Dün gece uyumadan önce babalık hakkında uzunca düşünmüştüm. Aklıma gelen her fikrin çıktığı tek yol vardı; bebeğin anne ve babası ile beraber büyümesi. Hem Sena onu 9 ay karnında taşımışken, onun için katlanılmaz acılara katlanıp dünyaya getirecekken bebeğini ondan almak acımazlıktan da fazlası olurdu. Sonuçta son anda da olsa bebeği almamalarını söylemişti. Bebeğini bırakmak istememişti, bende onu bebeğinde ayırmayacaktım ama aldığım kararı Yavuz'un ya da bir başkasının bilmesine gerek yoktu.

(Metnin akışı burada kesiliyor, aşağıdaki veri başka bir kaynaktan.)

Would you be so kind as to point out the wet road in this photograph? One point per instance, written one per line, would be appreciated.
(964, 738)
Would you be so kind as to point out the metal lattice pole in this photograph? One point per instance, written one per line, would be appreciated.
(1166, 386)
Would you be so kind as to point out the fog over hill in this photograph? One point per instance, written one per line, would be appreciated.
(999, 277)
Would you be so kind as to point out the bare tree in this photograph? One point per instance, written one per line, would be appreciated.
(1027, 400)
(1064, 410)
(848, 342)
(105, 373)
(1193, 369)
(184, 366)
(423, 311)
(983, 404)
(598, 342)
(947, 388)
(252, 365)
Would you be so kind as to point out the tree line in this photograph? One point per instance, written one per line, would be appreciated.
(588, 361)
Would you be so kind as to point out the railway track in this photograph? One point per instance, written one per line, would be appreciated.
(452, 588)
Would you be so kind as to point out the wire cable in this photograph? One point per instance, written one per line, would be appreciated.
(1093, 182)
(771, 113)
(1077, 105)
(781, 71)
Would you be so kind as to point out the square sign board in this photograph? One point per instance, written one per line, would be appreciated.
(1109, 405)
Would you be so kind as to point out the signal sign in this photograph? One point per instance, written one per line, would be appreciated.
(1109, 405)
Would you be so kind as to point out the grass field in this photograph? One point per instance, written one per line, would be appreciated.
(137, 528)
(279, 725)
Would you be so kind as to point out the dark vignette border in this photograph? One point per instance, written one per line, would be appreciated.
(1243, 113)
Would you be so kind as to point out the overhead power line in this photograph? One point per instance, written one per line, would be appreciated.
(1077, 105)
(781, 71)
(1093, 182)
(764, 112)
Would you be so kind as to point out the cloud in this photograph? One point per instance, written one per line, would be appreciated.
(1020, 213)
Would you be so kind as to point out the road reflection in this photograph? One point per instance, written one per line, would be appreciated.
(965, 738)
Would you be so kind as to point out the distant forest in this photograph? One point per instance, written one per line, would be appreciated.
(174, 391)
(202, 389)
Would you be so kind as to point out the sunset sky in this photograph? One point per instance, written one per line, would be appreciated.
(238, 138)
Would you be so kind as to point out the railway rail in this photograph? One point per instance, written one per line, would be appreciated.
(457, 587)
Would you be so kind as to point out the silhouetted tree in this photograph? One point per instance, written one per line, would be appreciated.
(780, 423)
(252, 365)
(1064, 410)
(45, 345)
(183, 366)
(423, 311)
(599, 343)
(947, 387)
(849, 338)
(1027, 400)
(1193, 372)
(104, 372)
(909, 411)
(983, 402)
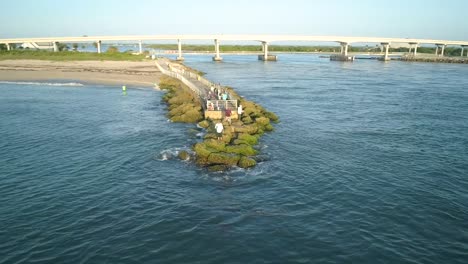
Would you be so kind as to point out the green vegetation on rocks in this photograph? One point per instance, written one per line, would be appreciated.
(68, 55)
(239, 138)
(183, 105)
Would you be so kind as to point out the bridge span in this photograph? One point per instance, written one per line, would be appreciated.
(344, 42)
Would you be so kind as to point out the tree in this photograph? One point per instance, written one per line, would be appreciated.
(112, 49)
(62, 46)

Sena, bebeğine kavuşacaktı. Bana güvenmemenin bedelini ise bir ömür bensiz kalarak ödeyecekti. Aynı evin içerisinde iki yabancı olarak kalacaktık. Sadece bebek söz konusu olduğunda bir araya gelecek onun dışında aynı sofrayı dahi paylaşmayacaktık. Bir anda kafamın içindeki kayıp yapboz parçası yerine oturdu. Sena ile evlenmemin sebebi de bu olmalıydı. Aynı evin içerisinde, karım olduğu halde bana on kat yabancıdan daha yabancı olarak yaşayacak olması.. Ayrıca da bebeğimizden vazgeçtiği için kalan 7 ayı ondan ayrılma korkusuyla geçirecekti.
Yavuz ise çenesini bir türlü tutamadığı için aldığım kararları duymaktan mahrum kalacak ve 7 ay boyunca her şeyi düzeltmeye çalışarak harap olacaktı. E buda Yavuz'un cezasıydı. O koca burnunu vazifesi olmayan şeylere sokmaktan vazgeçerdi belki. Benim dilimi tutamamamın cezası ise belliydi. Sena bana on kat yabancı olarak cezasını çekerken bende onun sıcak gülümsemesinden, bana aşkla bakan gözlerinden mahrum kalacaktım. Beni her gördüğünde gözlerime nefretle bakacak, benden ne kadar tiksindiğini her seferinde en derinlerimde hissettirecekti. Tıpkı nikahta hissettirdiği gibi.
"Abi" diye söze başlayan Yavuz'un gözleri öfkenin ateşiyle kaplanırken sakin kalmaya çalıştığı her halinden belliydi. Çenesi seğirirken gözlerime baktı. "Yapma. Bir anneyi evladından ayıracak kadar acımasız olma. Bu kadar mı kalbin karardı senin ya? Bu kadar mı insanlıktan çıktın? Sen bu musun Aras? Böyle.. Böyle aşağılık bir adam mısın?" deyince "Yavuz!!" diye kükredim. Her şeyin bir sınırı vardı. Bana karşı kullanacağı kelimelerin bir sırını vardı. O durması gereken sınırı unutursa ben ona hatırlatmasını bilirdim.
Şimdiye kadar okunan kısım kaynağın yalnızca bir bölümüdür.